In an analogous way to heat transfer, the two factors that influence the rate of mass transfer are a driving force to move materials and a resistance to their flow. When considering dissolved solids in liquids, the driving force is a difference in the solids concentration, whereas for gases and vapours, it is a difference in partial pressure or vapour pressure. The resistance arises from the medium through which the liquid, gas or vapour moves and any interactions between the medium and the material.
An example of materials transfer is diffusion of water vapour through a boundary layer of air in operations such as dehydration, baking, etc. Packaging also creates additional boundary layers which act as barriers to movement of moisture and to heat transfer.
Barriers to mass transfer and heat flow due to packaging.

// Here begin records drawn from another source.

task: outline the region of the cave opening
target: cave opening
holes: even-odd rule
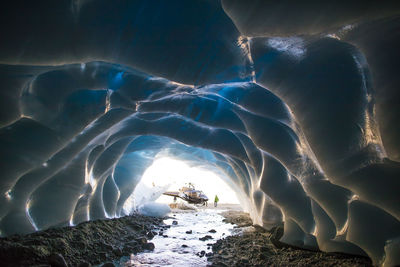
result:
[[[208,197],[208,203],[211,205],[216,195],[220,204],[241,204],[240,192],[238,192],[240,190],[215,166],[162,156],[156,158],[145,170],[135,190],[126,200],[124,211],[129,214],[146,202],[183,203],[183,200],[174,200],[174,197],[163,195],[163,192],[179,191],[189,184],[201,190]]]
[[[399,265],[400,1],[358,2],[4,3],[2,265],[143,251],[132,237],[165,229],[135,196],[166,206],[189,182],[324,266]],[[250,236],[213,263],[316,265]]]
[[[208,203],[194,204],[187,199],[163,194],[185,192],[183,188],[199,190],[208,198]],[[131,261],[161,266],[206,265],[206,257],[202,256],[206,252],[211,255],[209,242],[228,237],[234,232],[236,224],[226,223],[224,216],[246,214],[240,201],[243,202],[242,195],[243,192],[232,179],[210,162],[185,160],[161,152],[143,172],[124,204],[124,212],[164,216],[163,222],[168,228],[152,238],[151,242],[155,245],[153,252],[139,253],[132,256],[134,260]],[[214,203],[215,196],[219,198],[217,205]],[[251,224],[249,220],[247,223]],[[206,252],[202,254],[201,251]],[[126,262],[130,260],[122,257],[119,264]]]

The law of conversion of mass states that ‘the mass of material entering a process equals the mass of material leaving’. This has applications in mixing,fermentation, and evaporation.

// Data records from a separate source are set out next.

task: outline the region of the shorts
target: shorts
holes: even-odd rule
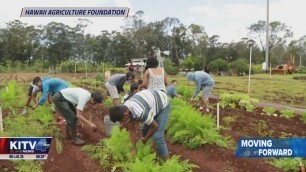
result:
[[[202,88],[202,98],[203,99],[208,99],[210,94],[211,94],[212,89],[213,89],[213,86],[203,86],[203,88]]]
[[[118,99],[119,98],[119,94],[118,94],[118,90],[116,86],[113,86],[111,84],[109,84],[108,82],[106,82],[105,87],[108,91],[108,94],[111,96],[112,99]]]
[[[28,96],[29,96],[29,97],[32,96],[32,92],[33,92],[33,87],[30,86],[30,87],[29,87],[29,91],[28,91]]]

In general a mass balance for a process takes the following form:
mass of raw materials in= mass of products and wastes out+ mass of stored materials+losses
Many mass balances are analysed under steady-state conditions where the mass of stored materials and losses are equal to zero.

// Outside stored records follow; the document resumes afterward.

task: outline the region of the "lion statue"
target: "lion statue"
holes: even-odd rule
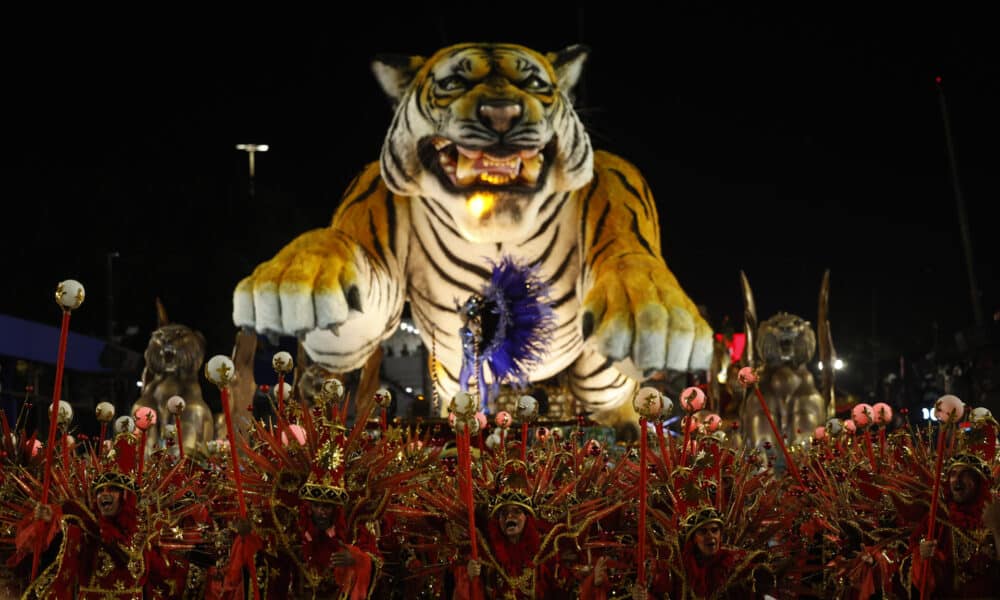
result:
[[[823,275],[820,286],[819,321],[821,360],[824,364],[821,392],[809,370],[809,362],[817,349],[816,332],[812,324],[798,315],[778,312],[756,325],[757,315],[746,275],[741,272],[744,301],[746,303],[747,349],[746,365],[754,367],[759,380],[757,386],[774,418],[782,438],[791,444],[808,441],[816,427],[832,416],[832,373],[830,364],[833,345],[827,321],[827,302],[830,273]],[[733,384],[736,377],[731,377]],[[756,394],[746,394],[740,409],[740,430],[746,442],[761,447],[774,442],[774,433]]]
[[[645,179],[595,151],[573,108],[588,52],[467,43],[378,57],[395,105],[380,160],[350,183],[329,227],[237,284],[235,325],[300,336],[343,373],[409,302],[425,345],[436,338],[432,380],[450,399],[468,383],[457,307],[490,282],[491,264],[515,259],[537,269],[555,313],[530,382],[565,376],[592,418],[634,427],[640,380],[707,369],[712,331],[661,255]]]
[[[157,329],[149,338],[142,371],[142,394],[132,406],[156,410],[156,425],[146,432],[147,454],[160,447],[168,424],[177,417],[167,410],[167,400],[173,396],[184,399],[185,408],[180,413],[181,443],[189,456],[204,455],[206,442],[215,438],[215,421],[212,411],[201,395],[201,366],[205,360],[205,338],[198,331],[170,323],[159,300]]]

Many types of liquid food are transported through pipes during processing, and powders and small-particulate foods are more easily handled as fluids (by fluidisation). Gases obey the same laws as liquids and, for the purposes of calculations, gases are treated as compressible fluids. The study of fluids is therefore of great importance in food processing. It is divided into fluid statics (stationary fluids) and fluid dynamics (moving fluids). A property of static liquids is the pressure that they exert on the containing vessel. The pressure is related to the density of the liquid and the depth or the mass of liquid in the vessel. Liquids at the base of a vessel are at a higher pressure than at the surface, owing to the weight of liquid above (the hydrostatic head). This is important in the design of holding tanks and processing vessel, to ensure that the vessel is constructed using materials of adequate strength. A large hydrostatic head also affects the boiling point of liquids, which is important in the design of some types of evaporation equipment. When a fluid flows through pipes or processing equipment, there is a loss of energy and a drop in pressure which are due to frictional resistance to flow. These friction losses and changes in the potential energy, kinetic energy and pressure energy are described in detail in the food engineering texts referenced at the start of this chapter and by Loncin and Merson (1979). The loss of pressure in pipes is determined by a number of factors including the density and viscosity of the fluid, the length and diameter of the pipe and the number of bends, valves, etc., in the pipeline. To overcome this loss in energy, it is necessary to apply power using pumps to transport the fluid. The amount of power required is determined by the viscosity of the fluid, the size of the pipework, the number of bends and fittings, and the height and distance that the fluid is to be moved.